A FRESH war of words has broken out over a letter sent to The Journal opposing council arts cuts and signed by 24 North East stars.
Billy Elliot writer Lee Hall, soap actress Jill Halfpenny and rock stars Sting and Brian Ferry said Newcastle City Council’s planned cut off to its arts budget was totally unnecessary and would destroy the city’s cultural life.
But in a letter to the Guardian newspaper yesterday, council leader Nick Forbes said the stars’ anger was misguided.
He said: “The cuts that we and other cities are forced to consider are a direct result of the Government’s austerity programme.”
He said he would do all he could to protect cultural life in the city but added: “What I cannot do – legally and morally – is divert even more resources from the priority services for vulnerable adults and children.”
Other commentators in the newspaper said the North East talent who put their names to the letter should make up for council cuts with private donations.
“The royalties from Police and Roxy Music’s considerable output could go a long way towards this,” one said.
Another wrote: “I presume arts organisations in my city can at least rely on any of the millionaires among the signatories who are still UK-domiciled for tax purposes donating their savings from the 5p-in-the-pound cut to the top rate of tax.”
But Philip Bernays, chief executive of Newcastle’s Theatre Royal, which stands to lose around £500,000 a year if cuts go through, told The Journal that stars should not be expected to donate their own money. He added: “We don’t live in an age of patronage, and we shouldn’t expect to be rely on private donations.

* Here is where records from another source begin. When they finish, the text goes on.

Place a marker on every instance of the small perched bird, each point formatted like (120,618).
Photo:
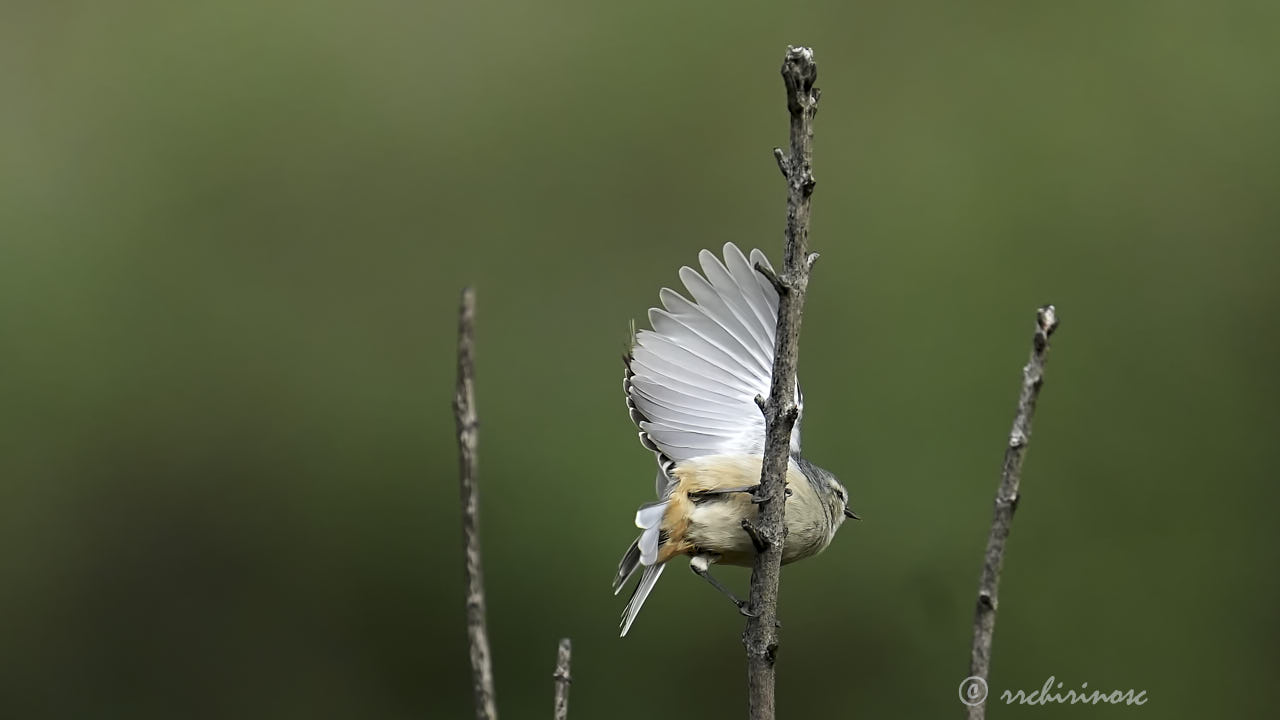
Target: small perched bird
(691,384)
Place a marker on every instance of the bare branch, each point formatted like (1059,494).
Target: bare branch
(465,414)
(1006,502)
(799,72)
(562,679)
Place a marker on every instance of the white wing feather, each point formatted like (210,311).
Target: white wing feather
(693,379)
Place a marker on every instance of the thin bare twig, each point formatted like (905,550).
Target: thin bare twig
(465,413)
(1002,516)
(562,679)
(799,72)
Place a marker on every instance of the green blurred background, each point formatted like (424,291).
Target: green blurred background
(233,237)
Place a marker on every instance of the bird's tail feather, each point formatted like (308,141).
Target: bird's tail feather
(627,565)
(643,588)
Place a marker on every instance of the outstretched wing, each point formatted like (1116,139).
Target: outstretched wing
(691,381)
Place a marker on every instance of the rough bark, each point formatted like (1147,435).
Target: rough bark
(973,692)
(465,414)
(799,72)
(562,679)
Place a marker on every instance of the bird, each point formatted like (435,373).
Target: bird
(691,386)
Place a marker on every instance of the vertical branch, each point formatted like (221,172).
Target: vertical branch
(799,72)
(465,413)
(1006,502)
(562,679)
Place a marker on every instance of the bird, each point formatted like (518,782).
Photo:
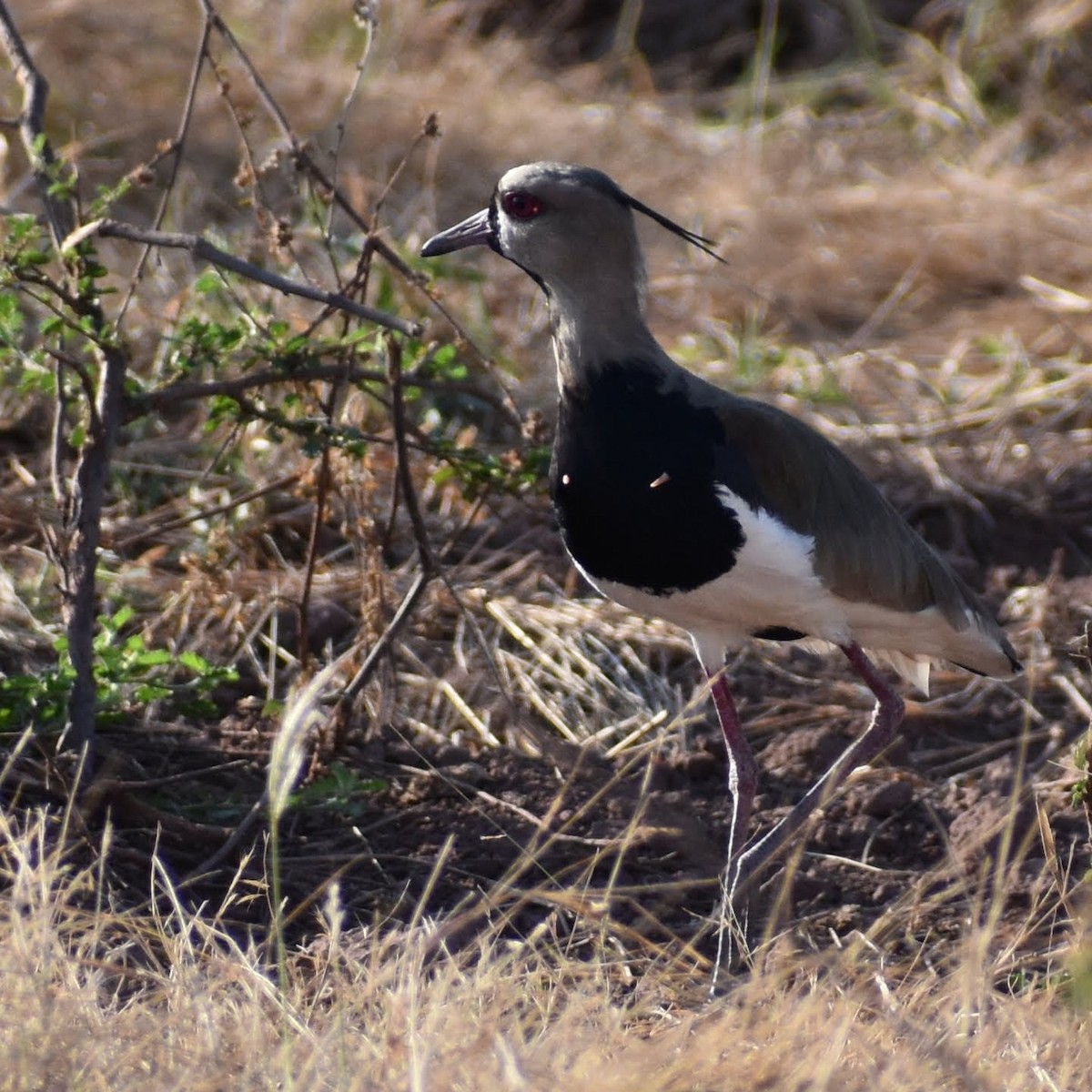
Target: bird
(721,513)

The basic arts are rights.”
And while he welcomed the involvement of high-profile names in opposing the cuts, he agreed with Coun Forbes that anger should not be directed at the council.

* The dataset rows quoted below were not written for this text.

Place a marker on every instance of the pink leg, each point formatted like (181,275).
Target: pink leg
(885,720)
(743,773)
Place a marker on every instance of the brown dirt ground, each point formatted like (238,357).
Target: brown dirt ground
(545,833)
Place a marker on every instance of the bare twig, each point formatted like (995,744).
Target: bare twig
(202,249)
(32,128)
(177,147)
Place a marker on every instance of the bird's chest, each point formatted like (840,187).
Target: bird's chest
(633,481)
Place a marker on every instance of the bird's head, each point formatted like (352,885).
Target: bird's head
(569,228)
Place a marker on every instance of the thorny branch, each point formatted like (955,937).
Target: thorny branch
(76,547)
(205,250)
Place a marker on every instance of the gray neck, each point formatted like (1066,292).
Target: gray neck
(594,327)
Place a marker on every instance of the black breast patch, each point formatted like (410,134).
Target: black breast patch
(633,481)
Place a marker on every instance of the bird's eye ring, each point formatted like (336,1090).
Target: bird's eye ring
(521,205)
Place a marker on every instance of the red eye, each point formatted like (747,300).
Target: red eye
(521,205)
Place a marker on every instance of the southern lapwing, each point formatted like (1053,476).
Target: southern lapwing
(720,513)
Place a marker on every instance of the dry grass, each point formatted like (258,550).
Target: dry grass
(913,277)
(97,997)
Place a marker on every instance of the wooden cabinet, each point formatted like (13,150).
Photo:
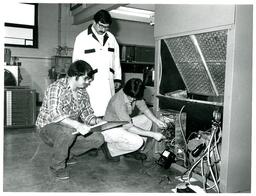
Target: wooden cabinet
(138,62)
(19,107)
(177,21)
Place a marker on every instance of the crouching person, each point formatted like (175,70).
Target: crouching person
(66,109)
(131,137)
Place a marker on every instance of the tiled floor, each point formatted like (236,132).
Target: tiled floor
(26,170)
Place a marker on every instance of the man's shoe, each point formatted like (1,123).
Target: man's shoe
(60,174)
(136,155)
(72,161)
(107,154)
(93,153)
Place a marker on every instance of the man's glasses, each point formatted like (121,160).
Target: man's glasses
(102,26)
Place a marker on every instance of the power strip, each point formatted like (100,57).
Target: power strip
(185,188)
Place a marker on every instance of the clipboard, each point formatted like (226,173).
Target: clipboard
(104,125)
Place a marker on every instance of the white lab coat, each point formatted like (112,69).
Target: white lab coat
(104,58)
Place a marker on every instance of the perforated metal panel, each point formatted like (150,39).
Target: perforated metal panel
(201,61)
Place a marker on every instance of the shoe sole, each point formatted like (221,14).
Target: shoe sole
(71,163)
(62,178)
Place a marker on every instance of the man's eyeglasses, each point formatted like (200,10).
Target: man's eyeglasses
(102,26)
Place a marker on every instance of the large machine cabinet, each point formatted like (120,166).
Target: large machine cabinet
(19,107)
(204,62)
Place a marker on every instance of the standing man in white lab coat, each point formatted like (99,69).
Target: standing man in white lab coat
(97,46)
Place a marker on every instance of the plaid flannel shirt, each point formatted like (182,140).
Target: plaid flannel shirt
(59,104)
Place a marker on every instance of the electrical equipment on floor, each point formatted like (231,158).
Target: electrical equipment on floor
(19,107)
(175,132)
(11,75)
(166,159)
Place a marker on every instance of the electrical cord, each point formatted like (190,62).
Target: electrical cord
(206,154)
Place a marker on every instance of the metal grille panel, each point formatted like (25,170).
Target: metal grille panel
(190,63)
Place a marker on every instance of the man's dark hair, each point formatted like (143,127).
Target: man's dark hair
(134,88)
(80,68)
(103,16)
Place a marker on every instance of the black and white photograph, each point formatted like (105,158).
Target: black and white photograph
(127,97)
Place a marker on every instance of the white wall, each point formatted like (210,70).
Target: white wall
(36,62)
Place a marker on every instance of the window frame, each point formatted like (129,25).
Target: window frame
(22,26)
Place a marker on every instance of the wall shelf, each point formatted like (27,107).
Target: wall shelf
(187,100)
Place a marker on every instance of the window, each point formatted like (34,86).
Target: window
(21,28)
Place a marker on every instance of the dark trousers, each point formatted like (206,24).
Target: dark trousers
(64,143)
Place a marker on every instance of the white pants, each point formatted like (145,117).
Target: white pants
(120,141)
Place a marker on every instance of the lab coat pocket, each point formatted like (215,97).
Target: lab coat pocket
(89,51)
(111,49)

“I think we have to remember that the council is in an almost impossible position.
“We are trying to talk to the council rather than berate them,” he said.

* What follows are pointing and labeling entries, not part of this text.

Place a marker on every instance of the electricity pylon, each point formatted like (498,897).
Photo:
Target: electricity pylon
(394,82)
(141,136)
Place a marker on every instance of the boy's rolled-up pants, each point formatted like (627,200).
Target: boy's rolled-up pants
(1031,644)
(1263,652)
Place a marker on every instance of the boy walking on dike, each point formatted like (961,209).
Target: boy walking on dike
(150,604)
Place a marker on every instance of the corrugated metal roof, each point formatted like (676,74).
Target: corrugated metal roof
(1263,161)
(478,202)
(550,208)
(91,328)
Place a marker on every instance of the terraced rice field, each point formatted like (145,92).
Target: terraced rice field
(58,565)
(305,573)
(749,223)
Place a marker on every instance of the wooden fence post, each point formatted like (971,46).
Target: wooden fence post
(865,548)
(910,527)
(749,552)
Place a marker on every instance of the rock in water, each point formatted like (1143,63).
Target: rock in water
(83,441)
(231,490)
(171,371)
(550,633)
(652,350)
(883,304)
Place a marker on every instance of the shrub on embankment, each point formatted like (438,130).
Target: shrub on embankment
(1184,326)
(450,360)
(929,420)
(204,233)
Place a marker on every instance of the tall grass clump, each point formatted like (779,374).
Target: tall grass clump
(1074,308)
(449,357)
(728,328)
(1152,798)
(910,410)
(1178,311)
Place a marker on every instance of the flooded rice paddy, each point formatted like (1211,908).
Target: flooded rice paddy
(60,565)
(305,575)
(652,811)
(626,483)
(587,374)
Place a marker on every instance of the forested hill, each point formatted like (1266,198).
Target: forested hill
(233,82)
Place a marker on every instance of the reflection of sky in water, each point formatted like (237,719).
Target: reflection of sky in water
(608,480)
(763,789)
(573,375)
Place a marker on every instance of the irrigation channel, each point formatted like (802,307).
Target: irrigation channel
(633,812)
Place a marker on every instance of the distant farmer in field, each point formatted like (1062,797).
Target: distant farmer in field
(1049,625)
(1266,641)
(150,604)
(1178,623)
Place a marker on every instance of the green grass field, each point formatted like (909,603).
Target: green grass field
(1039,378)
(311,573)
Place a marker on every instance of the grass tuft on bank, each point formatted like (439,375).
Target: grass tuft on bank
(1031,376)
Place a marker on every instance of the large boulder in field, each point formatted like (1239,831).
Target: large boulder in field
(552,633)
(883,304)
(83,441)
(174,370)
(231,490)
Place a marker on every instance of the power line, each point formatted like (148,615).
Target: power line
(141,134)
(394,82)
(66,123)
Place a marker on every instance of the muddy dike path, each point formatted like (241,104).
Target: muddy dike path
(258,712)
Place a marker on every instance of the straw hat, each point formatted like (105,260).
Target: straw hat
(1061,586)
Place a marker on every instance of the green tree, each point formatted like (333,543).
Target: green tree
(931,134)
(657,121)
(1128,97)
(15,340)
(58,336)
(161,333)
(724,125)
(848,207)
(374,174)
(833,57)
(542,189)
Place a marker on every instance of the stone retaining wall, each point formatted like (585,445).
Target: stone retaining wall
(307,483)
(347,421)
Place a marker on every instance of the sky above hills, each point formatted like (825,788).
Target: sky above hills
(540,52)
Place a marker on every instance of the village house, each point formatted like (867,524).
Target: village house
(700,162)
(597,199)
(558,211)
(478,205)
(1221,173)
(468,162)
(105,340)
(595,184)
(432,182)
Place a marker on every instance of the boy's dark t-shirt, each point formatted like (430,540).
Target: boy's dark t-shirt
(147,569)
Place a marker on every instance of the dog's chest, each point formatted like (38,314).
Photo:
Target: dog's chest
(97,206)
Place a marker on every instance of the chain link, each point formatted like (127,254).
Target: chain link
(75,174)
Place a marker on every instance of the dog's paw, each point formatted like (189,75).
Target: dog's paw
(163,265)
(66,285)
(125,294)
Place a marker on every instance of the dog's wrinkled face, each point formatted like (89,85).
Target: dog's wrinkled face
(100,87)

“But having that pressure from the big names raises the stakes. It makes people very aware.” Anthony Baker, artistic director of Dance City, which also faces seeing its council funding cut off, also agreed with Coun Forbes that the Government was to blame.
“We have to be very careful not to point the finger too much at the local authorities. It’s central government that we’re really dealing with here,” he said.
Rashida Davison of the Globe Gallery welcomed support from big names such as Mark Knopfler and Anthony Gormley, who signed the original letter, but said it was “ essential that opposition to cuts was backed up by ordinary individuals.
“It is up to all of us to work towards this goal,” she said.